Faszinierend wie sich Combichrist von (übertrieben ausgedrückt) schreienden Krachmachern in eine ernst zu nehmende Aggrotech Combo verwandelt haben. Komplexere und ausgefeiltere Soundkombinationen und definiertere Vocals, die man stellenweise sogar Gesang nennen kann fallen jedem, der Combichrist auch nur ein bisschen kennt, sofort auf. Beginnend mit einem langsamen, düsteren Instrumental-Intro „Declamation“ beschwören Combichrist sogleich eine Gänsehautatmosphäre herauf.
Es folgt ein ebenso dunkler Song an zweiter Stelle. Bei „Trail Of Blood“ konnten Combichrist Bleeding Through Mitglied Brandon Schieppati gewinnen. Bei dieser Walze von einem Song wechseln sich Brandons Shouts gekonnt mit Andy LaPleguas Vocals ab und fügen sich in die Elektrowelt von Combichrist ein, als hätte Schieppati schon immer für diese Band gesungen. Eine mehr als gelungene Zusammenarbeit. Bei den Anfangsklängen von „Never Surrender“ fühlt man sich gleich an die Chemical Brothers erinnert. Das ändert sich jedoch bei LaPleguas Einsatz, der hier mit cleanen Gesangsspuren startet, um dann im Refrain seine Schrei-Stimme auszupacken und den Hörer damit zu ohrfeigen. Langsam aber sicher entfaltet Frontmann LaPlegua sein bisher unentdecktes Gesangstalent. Die Stimmvariationen können sich sehen lassen!
Der langsame schleppende Rhythmus von „Throat Full Of Glass“ erinnert wieder an Nine Inch Nails und die Überraschung wird bei jedem Wort aus LaPleguas größer und wandelt sich in Freude, denn gesanglich braucht sich dieser nicht zu verstecken.
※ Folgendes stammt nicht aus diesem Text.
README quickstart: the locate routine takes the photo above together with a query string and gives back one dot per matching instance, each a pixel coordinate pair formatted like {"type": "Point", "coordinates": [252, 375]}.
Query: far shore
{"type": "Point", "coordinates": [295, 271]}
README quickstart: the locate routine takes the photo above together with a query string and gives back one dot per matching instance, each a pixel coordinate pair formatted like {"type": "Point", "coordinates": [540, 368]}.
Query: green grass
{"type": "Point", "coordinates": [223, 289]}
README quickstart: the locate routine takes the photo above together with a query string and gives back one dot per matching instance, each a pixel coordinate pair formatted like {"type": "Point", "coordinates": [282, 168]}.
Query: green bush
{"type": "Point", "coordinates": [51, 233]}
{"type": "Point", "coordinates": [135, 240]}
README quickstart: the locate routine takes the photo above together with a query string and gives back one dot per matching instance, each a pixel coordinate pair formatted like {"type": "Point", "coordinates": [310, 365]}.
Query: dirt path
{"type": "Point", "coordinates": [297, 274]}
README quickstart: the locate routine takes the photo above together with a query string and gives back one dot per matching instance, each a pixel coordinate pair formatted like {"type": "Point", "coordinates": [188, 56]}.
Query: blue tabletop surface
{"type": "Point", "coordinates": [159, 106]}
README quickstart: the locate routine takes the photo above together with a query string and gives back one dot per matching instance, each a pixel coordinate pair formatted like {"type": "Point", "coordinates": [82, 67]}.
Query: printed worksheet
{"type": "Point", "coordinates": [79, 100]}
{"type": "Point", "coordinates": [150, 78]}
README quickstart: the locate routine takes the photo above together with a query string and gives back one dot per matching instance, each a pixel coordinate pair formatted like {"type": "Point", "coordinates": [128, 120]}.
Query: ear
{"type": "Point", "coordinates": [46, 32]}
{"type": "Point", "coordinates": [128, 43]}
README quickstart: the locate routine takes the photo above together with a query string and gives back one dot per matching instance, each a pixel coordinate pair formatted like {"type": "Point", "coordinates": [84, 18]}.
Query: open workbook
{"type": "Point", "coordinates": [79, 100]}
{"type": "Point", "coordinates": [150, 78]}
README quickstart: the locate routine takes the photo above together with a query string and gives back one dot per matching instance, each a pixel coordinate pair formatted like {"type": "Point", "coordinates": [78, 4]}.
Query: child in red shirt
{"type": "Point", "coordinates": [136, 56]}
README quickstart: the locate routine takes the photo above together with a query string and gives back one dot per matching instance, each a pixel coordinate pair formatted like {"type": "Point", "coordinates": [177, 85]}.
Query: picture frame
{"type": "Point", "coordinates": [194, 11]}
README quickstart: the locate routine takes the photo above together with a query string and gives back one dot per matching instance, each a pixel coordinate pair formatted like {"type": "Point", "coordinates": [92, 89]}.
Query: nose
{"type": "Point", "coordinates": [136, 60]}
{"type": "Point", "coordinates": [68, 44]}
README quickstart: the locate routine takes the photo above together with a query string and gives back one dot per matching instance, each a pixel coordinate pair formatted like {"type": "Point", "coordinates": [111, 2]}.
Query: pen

Wie man am folgenden „Fuckmachine“ mehr als deutlich erkennen kann, bleiben Combichrist ihrer direkten Art treu. Hier wird kein Blatt vor den Mund genommen. Harte Beats und harte Worte heißt die Mischung für einen guten Combichrist-Song. Und dieses Geheimrezept setzen die Jungs in ordentlichen Portionen auf ihrem Werk ein. „Forgotten“ wiederum zeigt sich noch düsterer als alles bisher von Combichrist gehörte und könnte geradewegs dem nächsten Horrorfilm Soundtrack entsprungen sein. Da stellen sich die Häärchen an den Unterarmen auf. Zu 90% instrumental stellt dieser Song doch einer der besten des Albums dar, gerade weil er so anders als der übliche Combichrist-Stoff ist.
Weiter geht’s mit zwei typischen Songs bis zur Ballade „Through These Eyes Of Pain“. Dieses langsame Stück steht Combichrist unerhört gut! Doch die Entspannungsphase dauert nicht lange an und zu „Making Monsters“ wird die Tanzfläche aufgewärmt, das dann bei „They“ in ein regelrechtes Beben übergeht. Zum Ausklang geleitet uns „Reclamation“, das seinen Ursprung im Intro „Declamation“ hat. Diesmal jedoch mit Vocals ausgestattet. Auf Repeat gestellt und nochmal von vorn schließt sich der Kreis.
Ohne Zweifel das abwechslungsreichste Combichrist Album in der Geschichte der Band. Eine Weiterentwicklung auf hohem Niveau. Combichrist haben es geschafft; Frankensteins Monster ist auferstanden!